Most precise clock to watch tiniest ever time dilations
Baku, Aug 24 (AZERTAC). If you follow scientific developments as if they were football games, this would be a good time to cheer "Tick-tick-tick-tick! Tick-tick-tick-tick! Go, clock, go!"
The reason for such enthusiasm? Researchers have released a study in the journal Science describing what they believe is the world's most precise clock.
You'd never need this level of precision for getting to work on time, but the clock could be used for scientific exploration and technological advancements in areas such as navigation systems, said study co-author Andrew Ludlow, researcher at the National Institute of Standards and Technology in Boulder, Colorado.

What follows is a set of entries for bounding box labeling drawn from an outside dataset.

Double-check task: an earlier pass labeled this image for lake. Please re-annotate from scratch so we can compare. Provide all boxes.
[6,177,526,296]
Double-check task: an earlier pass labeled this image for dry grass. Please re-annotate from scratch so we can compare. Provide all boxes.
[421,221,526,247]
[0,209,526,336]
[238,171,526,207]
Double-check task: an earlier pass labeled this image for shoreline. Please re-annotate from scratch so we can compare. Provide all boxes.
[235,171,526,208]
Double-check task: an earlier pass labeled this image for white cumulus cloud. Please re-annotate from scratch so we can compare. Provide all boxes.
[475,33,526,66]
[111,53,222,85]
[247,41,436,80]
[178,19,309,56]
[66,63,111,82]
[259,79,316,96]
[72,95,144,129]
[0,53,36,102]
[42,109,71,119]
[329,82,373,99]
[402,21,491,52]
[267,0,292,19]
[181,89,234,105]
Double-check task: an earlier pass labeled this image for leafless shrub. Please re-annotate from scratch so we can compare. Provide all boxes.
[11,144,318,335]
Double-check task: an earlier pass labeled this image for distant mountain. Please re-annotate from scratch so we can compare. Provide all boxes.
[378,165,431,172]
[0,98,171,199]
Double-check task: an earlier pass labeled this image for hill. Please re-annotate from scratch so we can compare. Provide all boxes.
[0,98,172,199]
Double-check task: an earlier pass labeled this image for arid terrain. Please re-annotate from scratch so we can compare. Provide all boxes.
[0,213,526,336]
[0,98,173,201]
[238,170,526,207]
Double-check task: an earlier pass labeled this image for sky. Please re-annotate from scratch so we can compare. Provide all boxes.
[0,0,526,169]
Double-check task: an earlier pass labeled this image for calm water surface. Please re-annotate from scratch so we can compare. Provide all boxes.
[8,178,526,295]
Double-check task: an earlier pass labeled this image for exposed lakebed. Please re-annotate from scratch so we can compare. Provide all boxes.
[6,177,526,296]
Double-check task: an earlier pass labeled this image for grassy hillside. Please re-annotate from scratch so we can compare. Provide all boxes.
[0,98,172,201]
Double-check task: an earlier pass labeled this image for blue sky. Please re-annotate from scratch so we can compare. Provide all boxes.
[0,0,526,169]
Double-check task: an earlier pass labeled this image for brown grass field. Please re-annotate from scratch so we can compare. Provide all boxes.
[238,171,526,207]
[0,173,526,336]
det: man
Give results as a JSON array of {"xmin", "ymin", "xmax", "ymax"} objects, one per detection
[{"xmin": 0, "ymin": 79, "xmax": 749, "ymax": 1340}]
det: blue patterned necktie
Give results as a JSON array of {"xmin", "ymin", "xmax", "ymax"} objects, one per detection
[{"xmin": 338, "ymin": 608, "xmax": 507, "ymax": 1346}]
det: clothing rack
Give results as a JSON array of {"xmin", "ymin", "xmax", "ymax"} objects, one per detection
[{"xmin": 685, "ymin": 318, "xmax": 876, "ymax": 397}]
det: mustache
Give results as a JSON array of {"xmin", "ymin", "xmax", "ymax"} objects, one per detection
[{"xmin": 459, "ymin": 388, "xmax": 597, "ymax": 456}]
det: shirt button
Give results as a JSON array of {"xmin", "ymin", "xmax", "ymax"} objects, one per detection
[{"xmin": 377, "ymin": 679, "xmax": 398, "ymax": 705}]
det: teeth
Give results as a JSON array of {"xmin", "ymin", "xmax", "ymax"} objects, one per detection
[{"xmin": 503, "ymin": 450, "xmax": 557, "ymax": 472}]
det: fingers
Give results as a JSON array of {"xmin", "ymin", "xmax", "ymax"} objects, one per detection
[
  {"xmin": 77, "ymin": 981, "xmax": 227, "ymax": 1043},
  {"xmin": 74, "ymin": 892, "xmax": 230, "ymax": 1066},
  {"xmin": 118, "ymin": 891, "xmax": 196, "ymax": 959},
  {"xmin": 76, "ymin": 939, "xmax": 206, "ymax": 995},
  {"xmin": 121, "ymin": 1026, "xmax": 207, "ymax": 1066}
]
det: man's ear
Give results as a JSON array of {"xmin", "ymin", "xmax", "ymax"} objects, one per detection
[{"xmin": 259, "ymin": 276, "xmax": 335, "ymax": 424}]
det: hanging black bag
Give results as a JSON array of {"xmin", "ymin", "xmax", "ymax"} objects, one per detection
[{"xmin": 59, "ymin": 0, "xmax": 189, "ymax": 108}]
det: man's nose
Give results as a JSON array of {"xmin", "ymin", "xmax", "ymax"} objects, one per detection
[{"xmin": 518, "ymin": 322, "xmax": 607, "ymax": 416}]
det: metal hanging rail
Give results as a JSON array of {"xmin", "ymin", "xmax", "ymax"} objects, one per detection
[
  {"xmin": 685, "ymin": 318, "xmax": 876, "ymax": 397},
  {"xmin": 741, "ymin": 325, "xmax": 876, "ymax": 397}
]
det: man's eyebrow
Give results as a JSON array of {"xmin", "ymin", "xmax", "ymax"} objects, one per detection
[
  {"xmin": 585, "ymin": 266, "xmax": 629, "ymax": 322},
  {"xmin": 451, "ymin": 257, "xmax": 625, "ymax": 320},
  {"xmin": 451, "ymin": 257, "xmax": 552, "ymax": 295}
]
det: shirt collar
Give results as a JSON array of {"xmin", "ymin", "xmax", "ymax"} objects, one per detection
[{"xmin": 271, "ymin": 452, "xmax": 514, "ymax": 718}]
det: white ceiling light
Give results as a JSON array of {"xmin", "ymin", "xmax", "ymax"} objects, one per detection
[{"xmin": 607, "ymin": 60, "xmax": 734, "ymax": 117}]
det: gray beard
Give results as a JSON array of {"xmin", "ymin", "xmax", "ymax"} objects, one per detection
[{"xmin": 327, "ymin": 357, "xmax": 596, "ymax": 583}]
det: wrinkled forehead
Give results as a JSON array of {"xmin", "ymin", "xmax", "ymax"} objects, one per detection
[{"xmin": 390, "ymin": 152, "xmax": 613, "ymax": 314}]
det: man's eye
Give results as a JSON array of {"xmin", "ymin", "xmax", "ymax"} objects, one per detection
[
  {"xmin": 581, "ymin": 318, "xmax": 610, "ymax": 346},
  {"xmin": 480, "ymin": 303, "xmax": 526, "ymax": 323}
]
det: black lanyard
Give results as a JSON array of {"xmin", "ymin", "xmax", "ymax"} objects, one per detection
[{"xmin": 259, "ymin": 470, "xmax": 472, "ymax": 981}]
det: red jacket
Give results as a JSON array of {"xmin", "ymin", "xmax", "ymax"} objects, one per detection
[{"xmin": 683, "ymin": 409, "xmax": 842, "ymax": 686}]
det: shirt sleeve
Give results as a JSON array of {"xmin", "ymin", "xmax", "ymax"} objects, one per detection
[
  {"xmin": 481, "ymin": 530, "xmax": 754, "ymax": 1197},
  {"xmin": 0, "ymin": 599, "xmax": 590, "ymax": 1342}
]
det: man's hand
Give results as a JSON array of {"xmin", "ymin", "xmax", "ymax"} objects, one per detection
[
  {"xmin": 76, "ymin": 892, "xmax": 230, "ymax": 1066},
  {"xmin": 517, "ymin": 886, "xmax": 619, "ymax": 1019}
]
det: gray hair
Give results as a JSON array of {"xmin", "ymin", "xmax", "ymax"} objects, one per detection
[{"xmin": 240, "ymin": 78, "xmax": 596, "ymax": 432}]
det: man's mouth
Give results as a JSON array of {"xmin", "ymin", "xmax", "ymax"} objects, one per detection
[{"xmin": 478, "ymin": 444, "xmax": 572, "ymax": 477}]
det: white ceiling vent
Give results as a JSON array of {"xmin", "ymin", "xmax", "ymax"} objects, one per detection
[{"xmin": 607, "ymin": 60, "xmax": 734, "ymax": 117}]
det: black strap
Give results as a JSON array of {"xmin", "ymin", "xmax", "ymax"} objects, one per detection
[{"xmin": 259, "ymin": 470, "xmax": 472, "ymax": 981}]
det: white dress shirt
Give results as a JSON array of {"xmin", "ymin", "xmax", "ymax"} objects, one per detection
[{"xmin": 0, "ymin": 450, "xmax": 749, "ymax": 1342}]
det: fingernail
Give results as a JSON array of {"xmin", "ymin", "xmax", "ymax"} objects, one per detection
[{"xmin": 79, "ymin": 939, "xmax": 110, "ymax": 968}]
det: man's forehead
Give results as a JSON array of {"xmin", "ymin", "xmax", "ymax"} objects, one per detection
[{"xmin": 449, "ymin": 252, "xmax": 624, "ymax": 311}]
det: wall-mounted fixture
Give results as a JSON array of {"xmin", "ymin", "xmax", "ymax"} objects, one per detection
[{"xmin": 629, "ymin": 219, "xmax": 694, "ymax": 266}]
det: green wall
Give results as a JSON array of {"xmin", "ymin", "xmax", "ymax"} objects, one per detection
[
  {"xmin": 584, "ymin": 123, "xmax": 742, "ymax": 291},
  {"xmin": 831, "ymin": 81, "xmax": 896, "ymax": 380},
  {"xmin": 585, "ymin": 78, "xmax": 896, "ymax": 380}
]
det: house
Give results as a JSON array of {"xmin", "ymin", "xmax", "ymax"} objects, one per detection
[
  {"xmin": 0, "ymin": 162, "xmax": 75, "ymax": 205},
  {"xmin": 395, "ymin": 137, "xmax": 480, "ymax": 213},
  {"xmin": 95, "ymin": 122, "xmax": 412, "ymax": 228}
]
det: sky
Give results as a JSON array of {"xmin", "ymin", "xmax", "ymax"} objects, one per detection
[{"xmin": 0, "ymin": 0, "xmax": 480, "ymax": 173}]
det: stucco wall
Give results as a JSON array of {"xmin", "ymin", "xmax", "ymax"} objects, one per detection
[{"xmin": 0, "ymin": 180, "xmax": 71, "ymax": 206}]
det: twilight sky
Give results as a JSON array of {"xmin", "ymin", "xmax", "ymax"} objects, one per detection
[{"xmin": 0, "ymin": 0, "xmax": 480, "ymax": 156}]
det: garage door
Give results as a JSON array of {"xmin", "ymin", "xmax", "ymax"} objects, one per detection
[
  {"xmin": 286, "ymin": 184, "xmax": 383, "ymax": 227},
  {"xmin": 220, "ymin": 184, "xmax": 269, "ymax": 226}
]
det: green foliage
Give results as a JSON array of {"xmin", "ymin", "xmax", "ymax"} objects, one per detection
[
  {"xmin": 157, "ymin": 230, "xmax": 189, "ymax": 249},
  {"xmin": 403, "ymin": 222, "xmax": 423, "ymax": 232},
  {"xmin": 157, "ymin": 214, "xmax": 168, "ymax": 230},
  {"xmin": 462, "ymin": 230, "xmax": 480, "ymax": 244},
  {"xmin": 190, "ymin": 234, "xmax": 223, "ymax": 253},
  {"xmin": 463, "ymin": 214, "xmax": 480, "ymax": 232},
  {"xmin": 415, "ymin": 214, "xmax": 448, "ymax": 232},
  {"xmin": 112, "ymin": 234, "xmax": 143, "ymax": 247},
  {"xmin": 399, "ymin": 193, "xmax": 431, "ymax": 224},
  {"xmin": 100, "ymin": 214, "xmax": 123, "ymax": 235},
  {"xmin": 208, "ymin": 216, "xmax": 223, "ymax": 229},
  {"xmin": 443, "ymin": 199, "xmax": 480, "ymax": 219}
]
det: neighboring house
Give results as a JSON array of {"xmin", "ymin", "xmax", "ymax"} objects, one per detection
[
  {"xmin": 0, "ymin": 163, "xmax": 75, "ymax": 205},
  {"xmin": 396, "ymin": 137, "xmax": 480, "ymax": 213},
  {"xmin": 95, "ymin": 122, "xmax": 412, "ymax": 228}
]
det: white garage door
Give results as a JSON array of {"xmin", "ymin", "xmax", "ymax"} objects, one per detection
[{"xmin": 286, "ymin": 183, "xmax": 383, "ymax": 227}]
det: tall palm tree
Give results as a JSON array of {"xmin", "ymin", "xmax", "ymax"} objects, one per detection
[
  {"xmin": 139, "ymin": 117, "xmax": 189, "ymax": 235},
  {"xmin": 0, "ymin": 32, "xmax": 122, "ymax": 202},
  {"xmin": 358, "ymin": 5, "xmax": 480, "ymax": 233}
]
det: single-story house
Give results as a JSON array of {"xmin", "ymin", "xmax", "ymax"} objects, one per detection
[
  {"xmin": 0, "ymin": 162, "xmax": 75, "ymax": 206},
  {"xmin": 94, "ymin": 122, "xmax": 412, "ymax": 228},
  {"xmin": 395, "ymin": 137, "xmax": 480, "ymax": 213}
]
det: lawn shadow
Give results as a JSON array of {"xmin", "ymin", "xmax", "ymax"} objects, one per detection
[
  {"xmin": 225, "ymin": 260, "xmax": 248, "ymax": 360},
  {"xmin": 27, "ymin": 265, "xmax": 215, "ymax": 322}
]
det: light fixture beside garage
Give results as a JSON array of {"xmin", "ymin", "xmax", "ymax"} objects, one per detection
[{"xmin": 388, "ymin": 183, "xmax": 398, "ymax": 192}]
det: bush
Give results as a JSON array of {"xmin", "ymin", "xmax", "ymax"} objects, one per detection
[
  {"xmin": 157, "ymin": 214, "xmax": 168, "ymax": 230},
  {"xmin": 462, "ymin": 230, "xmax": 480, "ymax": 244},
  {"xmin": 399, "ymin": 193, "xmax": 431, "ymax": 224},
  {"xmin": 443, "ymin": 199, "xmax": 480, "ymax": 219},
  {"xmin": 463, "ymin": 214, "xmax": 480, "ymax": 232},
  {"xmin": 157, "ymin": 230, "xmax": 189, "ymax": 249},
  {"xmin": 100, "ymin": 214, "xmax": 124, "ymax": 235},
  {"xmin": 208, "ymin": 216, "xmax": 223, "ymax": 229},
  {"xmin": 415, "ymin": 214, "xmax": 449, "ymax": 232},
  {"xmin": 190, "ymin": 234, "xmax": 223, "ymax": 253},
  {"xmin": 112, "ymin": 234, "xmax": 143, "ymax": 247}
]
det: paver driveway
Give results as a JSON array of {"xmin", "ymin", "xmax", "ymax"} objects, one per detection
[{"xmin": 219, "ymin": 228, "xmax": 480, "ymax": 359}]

The rate of ticking of this timepiece -- known informally (and awkwardly) as the ytterbium optical lattice clock -- does not change by more than one part in 10^18, Ludlow said. In other words, if there is any variation in how a second is measured, it would be in about the 18th decimal place.
"The ytterbium optical lattice clock has demonstrated a groundbreaking, new level of clock stability," he said. "One could say that this is like measuring time over a hundred years to a precision of several nanoseconds."
In order to understand what's so special about this table-sized clock, it helps to have a little background:
Inside a clock is a mechanism that changes in some regular way, called an oscillator. Imagine, for example, a grandfather clock, whose pendulum swings back and forth denoting time. In a wrist watch there is often a crystal with an electrically oscillating signal.
A particular number of "back and forths" corresponds to one second.
An atomic clock makes use of an electromagnetic signal -- in other words, light emitted at an exact, known frequency. At the core of the system, there is an atom. The light is used to excite an electron in the atom.
In this model, the excitation and de-excitation of an electron corresponds to a pendulum swinging right to left, but in an atomic clock, the "tick" denotes an unimaginably tiny fraction of a second.
The current gold standard for time is the cesium clock, a type of atomic clock that an international body of experts has used to define what is the unit of one second: About 9.19 billion oscillations. In this clock, a microwave light source is used to excite electrons in cesium atoms.
But the new atomic clock at NIST, described in the Science study, uses a different element: Ytterbium, atomic number 70. Optical light -- specifically, yellow light from a laser with a wavelength of 578 nanometers -- is used to excite the electrons of ytterbium atoms.
Whereas scientists talk about billions of oscillations per second in the cesium clock, oscillations per second in the ytterbium clock approach one quadrillion per second, Ludlow said.